Frequently Asked Questions

Which foods interact with warfarin and how should patients manage diet?

Vitamin K in foods directly antagonises warfarin's mechanism — eating large or variable amounts of vitamin K-rich foods (leafy green vegetables: kale, spinach, broccoli, Brussels sprouts, parsley; also green tea and some vegetable oils) can significantly reduce the INR. Conversely, grapefruit and grapefruit juice inhibit CYP3A4 (partly involved in warfarin metabolism) and can increase INR. The critical advice is consistency rather than avoidance: patients should eat a consistent weekly diet and not dramatically change their intake of vitamin K-rich foods. Sudden increases cause INR to drop (clot risk); sudden decreases cause INR to rise (bleed risk). Patients should always inform their anticoagulant clinic of significant dietary changes.
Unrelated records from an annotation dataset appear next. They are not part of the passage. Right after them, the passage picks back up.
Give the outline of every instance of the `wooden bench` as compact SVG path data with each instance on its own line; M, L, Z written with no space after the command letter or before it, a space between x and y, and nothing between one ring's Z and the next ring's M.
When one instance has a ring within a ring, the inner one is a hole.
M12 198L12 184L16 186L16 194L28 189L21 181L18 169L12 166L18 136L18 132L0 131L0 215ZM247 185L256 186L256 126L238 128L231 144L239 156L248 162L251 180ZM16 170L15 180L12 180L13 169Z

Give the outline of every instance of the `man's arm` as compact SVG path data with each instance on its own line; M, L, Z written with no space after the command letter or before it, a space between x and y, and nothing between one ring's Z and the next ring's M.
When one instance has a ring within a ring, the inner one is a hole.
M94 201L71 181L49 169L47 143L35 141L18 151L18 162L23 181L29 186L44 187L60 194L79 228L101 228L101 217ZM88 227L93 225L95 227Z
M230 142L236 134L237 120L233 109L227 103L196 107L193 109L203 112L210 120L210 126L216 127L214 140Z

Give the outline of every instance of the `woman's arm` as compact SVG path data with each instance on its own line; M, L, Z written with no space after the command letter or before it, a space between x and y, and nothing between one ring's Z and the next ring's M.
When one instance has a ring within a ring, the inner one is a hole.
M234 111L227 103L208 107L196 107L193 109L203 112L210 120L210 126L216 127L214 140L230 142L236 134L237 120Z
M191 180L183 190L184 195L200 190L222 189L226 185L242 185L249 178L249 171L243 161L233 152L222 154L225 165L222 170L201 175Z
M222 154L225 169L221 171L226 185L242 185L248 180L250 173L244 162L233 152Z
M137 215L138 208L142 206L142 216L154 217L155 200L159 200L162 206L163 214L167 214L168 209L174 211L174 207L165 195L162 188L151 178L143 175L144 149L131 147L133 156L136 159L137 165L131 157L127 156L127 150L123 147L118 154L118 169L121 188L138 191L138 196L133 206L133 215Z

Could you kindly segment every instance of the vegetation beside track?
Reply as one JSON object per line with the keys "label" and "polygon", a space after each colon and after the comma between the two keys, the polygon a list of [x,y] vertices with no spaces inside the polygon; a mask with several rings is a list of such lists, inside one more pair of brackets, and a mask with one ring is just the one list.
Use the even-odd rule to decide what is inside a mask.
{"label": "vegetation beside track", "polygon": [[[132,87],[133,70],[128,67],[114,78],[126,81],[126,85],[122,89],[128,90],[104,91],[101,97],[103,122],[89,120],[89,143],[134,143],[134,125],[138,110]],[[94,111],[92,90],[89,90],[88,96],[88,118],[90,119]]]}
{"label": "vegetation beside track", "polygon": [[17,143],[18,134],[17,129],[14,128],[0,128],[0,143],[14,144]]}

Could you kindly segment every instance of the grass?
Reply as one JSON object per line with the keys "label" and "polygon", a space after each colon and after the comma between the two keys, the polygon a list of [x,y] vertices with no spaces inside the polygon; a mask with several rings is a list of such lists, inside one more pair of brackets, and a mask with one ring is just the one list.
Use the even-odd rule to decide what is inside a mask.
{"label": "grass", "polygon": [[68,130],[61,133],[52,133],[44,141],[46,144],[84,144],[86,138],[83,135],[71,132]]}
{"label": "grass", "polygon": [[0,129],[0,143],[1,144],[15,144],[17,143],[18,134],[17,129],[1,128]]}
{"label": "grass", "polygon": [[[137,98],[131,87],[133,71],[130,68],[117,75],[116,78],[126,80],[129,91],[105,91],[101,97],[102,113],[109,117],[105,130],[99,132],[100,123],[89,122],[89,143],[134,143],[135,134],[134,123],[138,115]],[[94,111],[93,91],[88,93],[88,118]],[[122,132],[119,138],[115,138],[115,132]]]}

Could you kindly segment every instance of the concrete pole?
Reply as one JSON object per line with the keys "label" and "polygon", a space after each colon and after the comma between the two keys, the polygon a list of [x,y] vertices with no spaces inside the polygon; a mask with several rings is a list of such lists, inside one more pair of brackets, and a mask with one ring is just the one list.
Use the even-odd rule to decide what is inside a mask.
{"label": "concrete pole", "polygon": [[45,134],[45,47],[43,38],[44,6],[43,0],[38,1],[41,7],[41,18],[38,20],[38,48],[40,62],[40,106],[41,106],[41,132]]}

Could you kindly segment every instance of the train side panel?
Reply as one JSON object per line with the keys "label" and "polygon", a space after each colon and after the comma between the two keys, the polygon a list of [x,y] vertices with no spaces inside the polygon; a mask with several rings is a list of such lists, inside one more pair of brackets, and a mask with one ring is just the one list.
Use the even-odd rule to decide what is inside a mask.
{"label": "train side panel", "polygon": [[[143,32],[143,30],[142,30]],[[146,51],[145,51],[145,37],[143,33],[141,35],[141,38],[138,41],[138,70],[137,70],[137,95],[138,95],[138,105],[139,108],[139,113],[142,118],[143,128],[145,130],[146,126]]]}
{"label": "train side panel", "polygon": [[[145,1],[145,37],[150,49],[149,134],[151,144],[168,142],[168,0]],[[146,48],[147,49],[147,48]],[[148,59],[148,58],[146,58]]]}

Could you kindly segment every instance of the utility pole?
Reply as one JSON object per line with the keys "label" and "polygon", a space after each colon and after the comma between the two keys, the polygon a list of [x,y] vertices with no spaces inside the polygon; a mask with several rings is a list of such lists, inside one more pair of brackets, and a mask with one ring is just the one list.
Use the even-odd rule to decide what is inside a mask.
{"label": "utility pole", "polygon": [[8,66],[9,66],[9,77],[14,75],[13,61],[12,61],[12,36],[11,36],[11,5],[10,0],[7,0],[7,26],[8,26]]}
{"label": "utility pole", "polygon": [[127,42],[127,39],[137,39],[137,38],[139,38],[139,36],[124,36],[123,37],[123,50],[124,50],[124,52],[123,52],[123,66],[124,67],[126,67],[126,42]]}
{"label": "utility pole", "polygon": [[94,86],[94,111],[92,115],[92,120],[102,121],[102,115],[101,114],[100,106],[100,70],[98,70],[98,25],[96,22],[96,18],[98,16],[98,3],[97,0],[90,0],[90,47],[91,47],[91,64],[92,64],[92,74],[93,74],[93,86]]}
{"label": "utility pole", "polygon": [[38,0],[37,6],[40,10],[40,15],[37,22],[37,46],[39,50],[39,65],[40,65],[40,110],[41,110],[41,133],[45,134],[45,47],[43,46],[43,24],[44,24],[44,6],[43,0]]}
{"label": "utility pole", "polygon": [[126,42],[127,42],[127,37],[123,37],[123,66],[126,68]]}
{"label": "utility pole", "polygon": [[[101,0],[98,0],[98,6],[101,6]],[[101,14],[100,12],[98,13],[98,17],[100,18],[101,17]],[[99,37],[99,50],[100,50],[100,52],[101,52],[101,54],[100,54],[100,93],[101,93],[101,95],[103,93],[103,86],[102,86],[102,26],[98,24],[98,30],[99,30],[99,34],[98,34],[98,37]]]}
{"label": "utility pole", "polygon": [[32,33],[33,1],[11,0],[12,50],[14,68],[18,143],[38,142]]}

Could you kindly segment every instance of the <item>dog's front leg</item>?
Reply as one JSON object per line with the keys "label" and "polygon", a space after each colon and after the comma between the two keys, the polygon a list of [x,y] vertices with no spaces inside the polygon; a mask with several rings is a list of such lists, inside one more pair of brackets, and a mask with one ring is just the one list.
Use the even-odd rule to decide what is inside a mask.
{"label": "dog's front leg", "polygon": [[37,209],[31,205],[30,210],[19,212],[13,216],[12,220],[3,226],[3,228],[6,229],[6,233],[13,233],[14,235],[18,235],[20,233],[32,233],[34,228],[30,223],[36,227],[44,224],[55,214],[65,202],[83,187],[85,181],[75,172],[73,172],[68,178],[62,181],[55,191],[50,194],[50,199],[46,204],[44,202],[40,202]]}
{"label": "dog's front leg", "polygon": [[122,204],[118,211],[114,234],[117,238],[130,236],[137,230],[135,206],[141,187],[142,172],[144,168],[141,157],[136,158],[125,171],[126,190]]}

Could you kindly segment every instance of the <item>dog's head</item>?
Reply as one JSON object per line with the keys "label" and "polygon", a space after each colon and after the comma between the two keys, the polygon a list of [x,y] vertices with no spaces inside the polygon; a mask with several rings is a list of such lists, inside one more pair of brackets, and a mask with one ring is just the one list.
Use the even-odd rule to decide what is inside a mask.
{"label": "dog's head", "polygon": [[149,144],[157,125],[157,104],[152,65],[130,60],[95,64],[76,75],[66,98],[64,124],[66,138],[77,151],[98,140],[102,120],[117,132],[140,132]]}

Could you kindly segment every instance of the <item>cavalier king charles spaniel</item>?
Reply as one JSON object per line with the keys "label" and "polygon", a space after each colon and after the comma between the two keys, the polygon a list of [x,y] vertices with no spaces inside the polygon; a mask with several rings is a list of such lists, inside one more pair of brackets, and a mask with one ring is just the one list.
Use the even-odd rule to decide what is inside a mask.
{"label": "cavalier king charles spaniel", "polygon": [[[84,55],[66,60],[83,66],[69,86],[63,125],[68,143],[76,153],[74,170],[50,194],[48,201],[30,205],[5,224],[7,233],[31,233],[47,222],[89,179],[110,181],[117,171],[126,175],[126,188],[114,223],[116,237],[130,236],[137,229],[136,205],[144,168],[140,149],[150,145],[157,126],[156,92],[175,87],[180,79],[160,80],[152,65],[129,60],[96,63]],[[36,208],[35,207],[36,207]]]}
What medications interact with warfarin?

Warfarin has more clinically significant drug interactions than almost any other medication. Major categories include: antibiotics (metronidazole, ciprofloxacin, azithromycin, fluconazole — all increase INR by inhibiting CYP2C9 or reducing vitamin K-producing gut bacteria); NSAIDs (aspirin, ibuprofen — increase bleeding risk by platelet inhibition, not INR change; gastric bleeding risk additive); amiodarone (potent CYP2C9 inhibitor — dramatically and persistently raises INR); SSRIs/SNRIs (modest INR elevation); rifampin (powerful CYP inducer — dramatically reduces INR). Any new prescription, OTC medication, herbal supplement (especially St John's Wort, which reduces INR significantly), or significant dietary change should prompt closer INR monitoring.

What are the reversal agents for warfarin in case of emergency?

For non-urgent reversal or supratherapeutic INR without major bleeding, oral or IV phytonadione (vitamin K) lowers the INR within 6–24 hours by replenishing the substrate for vitamin K-dependent clotting factor synthesis. For urgent reversal (major bleeding or emergency surgery), 4-factor prothrombin complex concentrate (4F-PCC) — containing factors II, VII, IX, and X — immediately replenishes clotting factors and reverses anticoagulation within minutes. Fresh frozen plasma (FFP) is an alternative when PCC is unavailable but requires larger volumes and longer infusion times. Recombinant factor VIIa is reserved for life-threatening bleeding refractory to other measures. Patients on warfarin should carry a wallet card stating their anticoagulation status and INR range for emergency providers.